Warnings of another Christian exodus from Iraq

A priest standing outside a church in northern Iraq. (Photo: Open Doors)

Christians are leaving Iraq in their droves because they cannot see any future in the country after years of political instability and persecution. 

Cardinal Louis Sako said in a statement on the website of the Chaldean Church in Iraq that a fresh exodus of Christians from the country is being driven by a "state of instability" and "lack of equity". 

The patriarch of Iraq's largest denomination said that the Christian minority has been suffering "painfully" from kidnapping and killing for ransom since 2003. 
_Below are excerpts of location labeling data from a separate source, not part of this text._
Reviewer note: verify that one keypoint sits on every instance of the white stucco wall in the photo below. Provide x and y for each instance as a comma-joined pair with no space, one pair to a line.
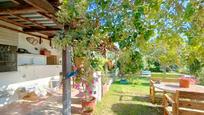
28,75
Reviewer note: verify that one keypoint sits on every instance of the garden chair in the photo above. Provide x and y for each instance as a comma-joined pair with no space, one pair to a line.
185,103
154,91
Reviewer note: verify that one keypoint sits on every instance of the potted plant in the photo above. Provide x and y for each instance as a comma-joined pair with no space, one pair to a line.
87,80
105,85
87,111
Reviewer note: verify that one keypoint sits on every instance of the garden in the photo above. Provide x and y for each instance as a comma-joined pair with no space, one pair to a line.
118,39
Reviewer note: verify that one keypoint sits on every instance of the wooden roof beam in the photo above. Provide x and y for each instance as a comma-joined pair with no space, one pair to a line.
42,5
41,30
22,10
27,19
15,2
13,22
52,19
16,30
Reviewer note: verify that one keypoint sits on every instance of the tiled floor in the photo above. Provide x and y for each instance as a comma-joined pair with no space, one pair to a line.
51,105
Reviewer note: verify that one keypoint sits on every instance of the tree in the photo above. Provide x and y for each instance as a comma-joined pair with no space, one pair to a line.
159,28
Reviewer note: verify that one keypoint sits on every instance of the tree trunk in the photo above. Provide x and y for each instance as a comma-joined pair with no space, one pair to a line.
67,64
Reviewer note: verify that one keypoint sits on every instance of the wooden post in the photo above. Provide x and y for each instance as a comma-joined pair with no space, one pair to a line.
66,66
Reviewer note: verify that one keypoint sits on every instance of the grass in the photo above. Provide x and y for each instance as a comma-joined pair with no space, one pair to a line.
127,99
167,75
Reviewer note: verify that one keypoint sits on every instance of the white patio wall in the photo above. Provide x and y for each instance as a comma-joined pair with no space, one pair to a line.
27,76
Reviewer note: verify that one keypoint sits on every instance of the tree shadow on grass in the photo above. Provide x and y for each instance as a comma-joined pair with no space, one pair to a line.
135,109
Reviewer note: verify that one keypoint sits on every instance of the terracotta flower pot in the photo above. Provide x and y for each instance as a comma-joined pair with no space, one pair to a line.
105,89
184,83
88,103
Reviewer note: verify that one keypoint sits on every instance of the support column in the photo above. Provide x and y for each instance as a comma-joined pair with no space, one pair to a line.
67,67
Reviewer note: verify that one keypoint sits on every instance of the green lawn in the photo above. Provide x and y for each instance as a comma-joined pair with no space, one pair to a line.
128,99
167,75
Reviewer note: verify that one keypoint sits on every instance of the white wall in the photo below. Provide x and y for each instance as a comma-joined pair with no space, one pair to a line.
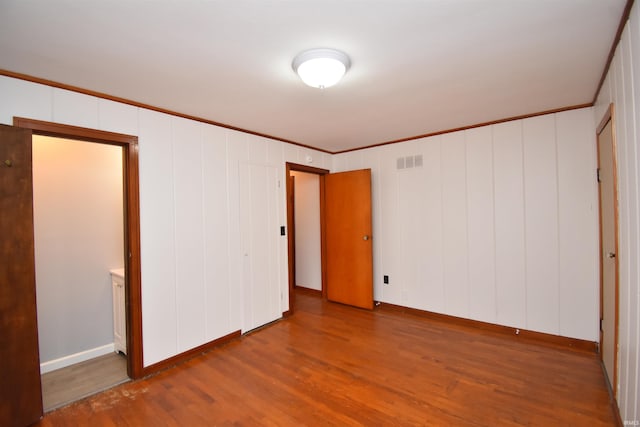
622,88
307,222
78,224
191,233
499,224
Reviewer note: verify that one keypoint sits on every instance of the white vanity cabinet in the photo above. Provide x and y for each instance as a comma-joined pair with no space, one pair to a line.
119,316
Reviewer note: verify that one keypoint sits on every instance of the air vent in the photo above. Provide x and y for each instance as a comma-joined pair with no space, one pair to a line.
409,162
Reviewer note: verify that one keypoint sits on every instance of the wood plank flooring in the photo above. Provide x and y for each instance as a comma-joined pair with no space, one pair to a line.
330,364
66,385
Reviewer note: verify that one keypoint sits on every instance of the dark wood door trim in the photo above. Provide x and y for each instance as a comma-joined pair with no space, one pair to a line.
609,117
21,391
291,226
129,144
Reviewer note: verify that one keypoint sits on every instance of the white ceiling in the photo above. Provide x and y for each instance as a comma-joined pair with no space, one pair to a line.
418,67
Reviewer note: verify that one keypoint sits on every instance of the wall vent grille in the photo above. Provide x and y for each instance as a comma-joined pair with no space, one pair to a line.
409,162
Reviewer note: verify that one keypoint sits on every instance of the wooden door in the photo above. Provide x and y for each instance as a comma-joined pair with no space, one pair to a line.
20,392
349,250
608,252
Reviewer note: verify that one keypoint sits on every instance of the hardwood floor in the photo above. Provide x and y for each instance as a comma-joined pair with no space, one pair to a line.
66,385
330,364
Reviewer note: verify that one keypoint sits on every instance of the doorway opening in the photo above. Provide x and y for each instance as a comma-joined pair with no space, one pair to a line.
609,255
128,146
79,244
316,175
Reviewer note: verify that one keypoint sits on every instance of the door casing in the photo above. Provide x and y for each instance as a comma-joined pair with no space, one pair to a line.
291,242
133,289
608,119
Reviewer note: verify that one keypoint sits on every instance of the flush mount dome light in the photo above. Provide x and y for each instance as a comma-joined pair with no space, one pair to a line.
321,68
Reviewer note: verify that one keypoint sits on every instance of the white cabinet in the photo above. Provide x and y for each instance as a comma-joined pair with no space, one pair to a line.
119,315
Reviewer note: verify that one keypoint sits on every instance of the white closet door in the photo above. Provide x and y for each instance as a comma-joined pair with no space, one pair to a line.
260,233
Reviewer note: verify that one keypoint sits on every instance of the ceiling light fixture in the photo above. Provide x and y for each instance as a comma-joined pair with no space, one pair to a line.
321,68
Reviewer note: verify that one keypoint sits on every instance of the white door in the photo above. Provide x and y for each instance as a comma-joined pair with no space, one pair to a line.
260,234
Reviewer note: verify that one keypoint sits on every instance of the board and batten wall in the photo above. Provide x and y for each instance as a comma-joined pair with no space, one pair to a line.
497,224
307,223
78,205
622,88
199,269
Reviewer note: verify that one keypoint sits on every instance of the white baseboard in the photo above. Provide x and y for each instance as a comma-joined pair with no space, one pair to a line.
72,359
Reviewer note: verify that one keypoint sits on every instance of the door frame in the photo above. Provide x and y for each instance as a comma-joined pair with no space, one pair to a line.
291,243
133,288
609,117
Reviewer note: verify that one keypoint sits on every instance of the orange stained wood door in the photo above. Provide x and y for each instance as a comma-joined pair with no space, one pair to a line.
609,257
349,250
20,389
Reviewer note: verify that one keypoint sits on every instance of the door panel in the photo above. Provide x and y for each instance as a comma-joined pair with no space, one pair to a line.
20,394
349,250
608,249
261,241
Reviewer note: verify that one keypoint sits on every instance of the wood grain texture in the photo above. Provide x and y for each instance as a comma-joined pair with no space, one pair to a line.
20,392
348,227
330,364
66,385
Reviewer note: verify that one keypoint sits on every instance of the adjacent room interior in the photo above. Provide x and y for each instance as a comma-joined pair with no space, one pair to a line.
445,231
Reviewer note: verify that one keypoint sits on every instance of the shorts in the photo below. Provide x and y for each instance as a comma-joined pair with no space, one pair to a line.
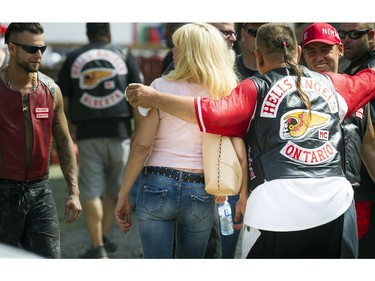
102,163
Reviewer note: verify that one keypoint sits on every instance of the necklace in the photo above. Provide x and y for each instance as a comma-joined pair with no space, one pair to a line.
9,85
Christians were also targeted in horrific attacks and displaced from their homes in Mosul and the Nineveh Plain by the Islamic State (ISIS), but even though Iraq formally declared ISIS defeated in 2017, the cardinal said that forced conversions by ISIS are still happening, as is the "Islamisation of minors".

The cardinal also reported "attacks" on Christian jobs and the "seizure of their properties". 

There were an estimated 800,000 Christians in Iraq before 2003 but today the figure is believed to stand at around only 153,000. 

Cardinal Sako said that a hundred Christian families had recently left Qaraqosh, in the Nineveh Plain, and that a similar exodus was occurring in other cities like Ankawa, in the Kurdistan region. 

The cardinal said people were leaving because of anxiety about the future and the government's failure to pay salaries for months. He sees no action on the part of the government to support Christians. 

"The government is not serious about doing justice to Christians. They keep saying pretty words without action. More than a million Christians have emigrated, most of them were with qualified scientific, economic and skilled background," he said. 

Open Doors' Matthew Barns (name changed for security reasons), who works with the charity's partners in Iraq, said that many Christian families "no longer see a future in their own country". 

"After so many years of wars, persecution by extremists, and for some families being displaced multiple times, they just want to leave and build their future elsewhere," he said. 

"The disaster with the fire in a wedding hall in September 2023 in the Christian town of Qaraqosh that killed over 130 Christians, that was an accident probably partly caused by lack of monitoring of security guidelines by the government. For many people in Qaraqosh the lack of government control is another confirmation that no one cares about the Christians.

"In the Nineveh Plain, the Shia Muslims are specifically feared by the Christian communities. They get the feeling that the Shia are gradually taking over properties once owned by Christians, causing an ethnic change. But all the bad things that happen to the Christian communities add to the feeling that there is no future for them in Iraq."